Background: Colorectal cancer (CRC) is the 2nd leading cancer killer in the US. The Strategies and Opportunities to STOP Colon Cancer in Priority Populations (STOP CRC) project aimed to increase CRC screening among patients in Federally Qualified Health Centers (FQHCs) through a mailed fecal immunochemical test (FIT) outreach program. However, rates of completion of the follow-up colonoscopy following an abnormal FIT remain low. We developed a multivariable prediction model using data available in the electronic health record to assess the probability of patients obtaining a colonoscopy following an abnormal FIT test.
Methods: To assess the probability of obtaining a colonoscopy, we used Cox regression to develop a risk prediction model among a retrospective cohort of patients with an abnormal FIT result and a year of follow-up data.
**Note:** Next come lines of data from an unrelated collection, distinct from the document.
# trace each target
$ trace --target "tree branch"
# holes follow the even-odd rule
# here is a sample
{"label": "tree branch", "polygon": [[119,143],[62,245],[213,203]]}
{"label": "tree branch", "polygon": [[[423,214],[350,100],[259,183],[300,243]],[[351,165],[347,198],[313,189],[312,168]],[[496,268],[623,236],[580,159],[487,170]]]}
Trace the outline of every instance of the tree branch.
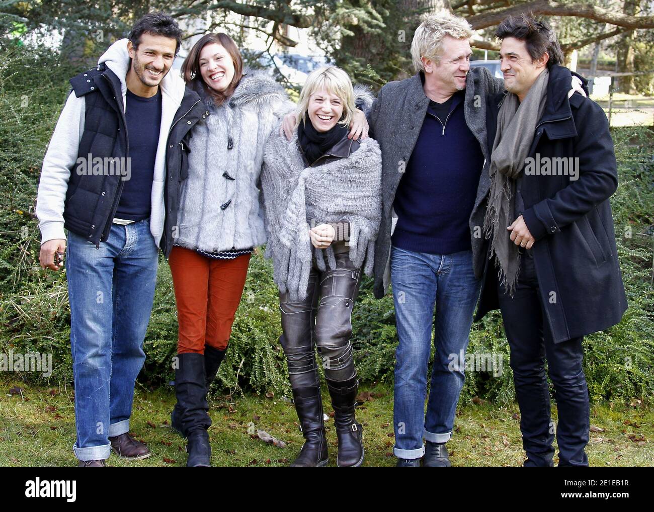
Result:
{"label": "tree branch", "polygon": [[624,32],[628,32],[630,29],[626,29],[621,27],[620,28],[617,28],[615,30],[611,30],[610,32],[605,32],[603,34],[593,35],[590,37],[587,37],[585,39],[581,39],[580,41],[575,41],[574,43],[567,43],[565,44],[561,44],[561,50],[564,52],[564,53],[569,52],[571,50],[579,50],[579,48],[583,48],[584,46],[593,43],[600,41],[602,39],[608,39],[609,37],[613,37],[614,35],[619,35]]}
{"label": "tree branch", "polygon": [[[256,18],[263,18],[279,24],[290,25],[298,28],[309,28],[313,26],[313,20],[310,16],[294,12],[288,6],[288,9],[280,6],[277,9],[264,7],[263,5],[251,5],[239,3],[233,0],[218,0],[211,2],[211,0],[204,0],[200,3],[203,5],[204,9],[213,10],[215,9],[226,9],[241,16],[252,16]],[[288,4],[286,4],[288,5]],[[181,9],[177,15],[188,14],[190,9]]]}
{"label": "tree branch", "polygon": [[534,14],[545,16],[570,16],[587,18],[597,22],[608,23],[627,29],[654,28],[654,16],[632,16],[612,12],[596,5],[584,4],[562,4],[553,0],[535,0],[532,2],[514,5],[493,12],[484,12],[468,16],[466,19],[472,28],[479,29],[498,25],[511,14],[530,12]]}

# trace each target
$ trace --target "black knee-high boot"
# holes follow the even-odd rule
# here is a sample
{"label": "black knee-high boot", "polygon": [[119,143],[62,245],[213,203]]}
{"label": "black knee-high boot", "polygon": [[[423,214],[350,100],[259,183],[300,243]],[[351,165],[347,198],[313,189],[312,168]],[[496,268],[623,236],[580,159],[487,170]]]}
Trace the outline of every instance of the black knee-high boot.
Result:
{"label": "black knee-high boot", "polygon": [[354,418],[358,390],[356,376],[347,381],[327,381],[332,396],[334,422],[338,438],[339,466],[358,466],[364,462],[363,427]]}
{"label": "black knee-high boot", "polygon": [[181,424],[188,440],[187,466],[211,466],[211,447],[207,430],[211,426],[204,356],[179,354],[179,367],[175,370],[175,391],[181,409]]}
{"label": "black knee-high boot", "polygon": [[329,458],[320,388],[317,383],[315,386],[292,390],[305,441],[300,454],[290,465],[292,467],[325,466]]}
{"label": "black knee-high boot", "polygon": [[[220,363],[225,358],[225,354],[227,349],[219,350],[215,349],[211,345],[205,345],[205,376],[207,381],[207,392],[209,392],[209,386],[211,383],[216,378],[218,370],[220,367]],[[173,412],[170,415],[170,425],[173,430],[179,434],[182,437],[186,437],[186,432],[182,428],[182,406],[177,402],[175,404]]]}

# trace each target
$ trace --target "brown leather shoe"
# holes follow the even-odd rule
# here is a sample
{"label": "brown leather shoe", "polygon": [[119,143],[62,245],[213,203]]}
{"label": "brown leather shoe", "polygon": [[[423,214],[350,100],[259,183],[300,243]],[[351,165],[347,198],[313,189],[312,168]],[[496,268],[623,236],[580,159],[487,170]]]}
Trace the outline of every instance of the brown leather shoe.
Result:
{"label": "brown leather shoe", "polygon": [[109,437],[112,449],[120,457],[135,460],[147,458],[152,454],[145,443],[137,441],[129,432],[125,432],[115,437]]}
{"label": "brown leather shoe", "polygon": [[77,466],[79,468],[99,468],[106,466],[107,464],[105,464],[105,460],[101,458],[99,460],[80,460]]}

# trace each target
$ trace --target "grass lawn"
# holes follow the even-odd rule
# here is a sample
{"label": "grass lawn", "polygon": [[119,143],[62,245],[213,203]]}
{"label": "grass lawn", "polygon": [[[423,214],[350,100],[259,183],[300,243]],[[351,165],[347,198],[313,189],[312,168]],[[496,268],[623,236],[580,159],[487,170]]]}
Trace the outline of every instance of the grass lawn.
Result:
{"label": "grass lawn", "polygon": [[[10,394],[12,388],[21,392]],[[0,466],[75,466],[75,417],[71,388],[46,389],[4,375],[0,379]],[[15,392],[16,390],[14,389]],[[392,388],[364,386],[358,409],[364,425],[366,466],[394,466]],[[332,413],[326,390],[325,413]],[[447,447],[453,466],[520,466],[524,460],[517,404],[503,406],[477,401],[459,407],[455,434]],[[109,466],[184,466],[184,440],[169,426],[175,403],[170,388],[149,391],[137,384],[131,432],[148,443],[152,456],[124,461],[112,454]],[[302,445],[293,406],[285,398],[212,396],[209,430],[214,466],[286,466]],[[555,414],[555,407],[553,413]],[[336,466],[333,419],[326,422],[330,465]],[[595,405],[591,413],[592,466],[654,466],[654,408],[631,405]],[[257,430],[286,443],[264,443]],[[593,432],[594,431],[594,432]]]}

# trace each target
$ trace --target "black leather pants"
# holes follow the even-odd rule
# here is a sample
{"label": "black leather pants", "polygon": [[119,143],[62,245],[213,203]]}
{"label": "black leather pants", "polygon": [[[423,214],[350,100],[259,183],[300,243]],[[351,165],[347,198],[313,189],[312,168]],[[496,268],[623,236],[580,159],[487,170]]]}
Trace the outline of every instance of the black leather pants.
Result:
{"label": "black leather pants", "polygon": [[288,364],[291,387],[316,386],[315,347],[322,359],[325,377],[347,381],[356,375],[352,357],[352,309],[361,281],[343,241],[333,245],[336,269],[324,272],[315,264],[309,277],[307,298],[291,301],[280,294],[283,334],[279,338]]}

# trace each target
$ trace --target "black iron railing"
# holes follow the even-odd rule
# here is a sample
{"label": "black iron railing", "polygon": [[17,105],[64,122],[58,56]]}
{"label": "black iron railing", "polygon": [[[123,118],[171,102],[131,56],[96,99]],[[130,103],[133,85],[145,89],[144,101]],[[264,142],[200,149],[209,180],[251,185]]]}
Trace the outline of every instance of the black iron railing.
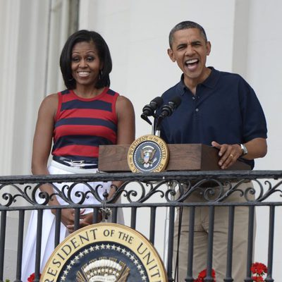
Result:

Results: Of 1596 patients with an abnormal FIT result, 556 (34.8%) had a recorded colonoscopy within 6 months. The model shows adequate separation of patients across risk levels for non-adherence to follow-up colonoscopy (bootstrap-corrected C-statistic > 0.63). The refined model included 8 variables: age, race, insurance, GINI income inequality, long term anticoagulant use, receipt of a flu vaccine in the past year, frequency of missed clinic appointments, and clinic site. Probability of obtaining a follow-up colonoscopy within 6 months varied across quintiles; patients in the lowest quintile had an estimated 18% chance, whereas patients in the top quintile had a greater than 55% chance of obtaining a follow-up colonoscopy.
Conclusions: Knowing who is unlikely to follow-up on an abnormal FIT test could help identify patients who need an early intervention aimed at complete a follow-up colonoscopy.
Trial registry: This trial was registered at ClinicalTrials.gov (NCT01742065) on December 5, 2012. The protocol is available.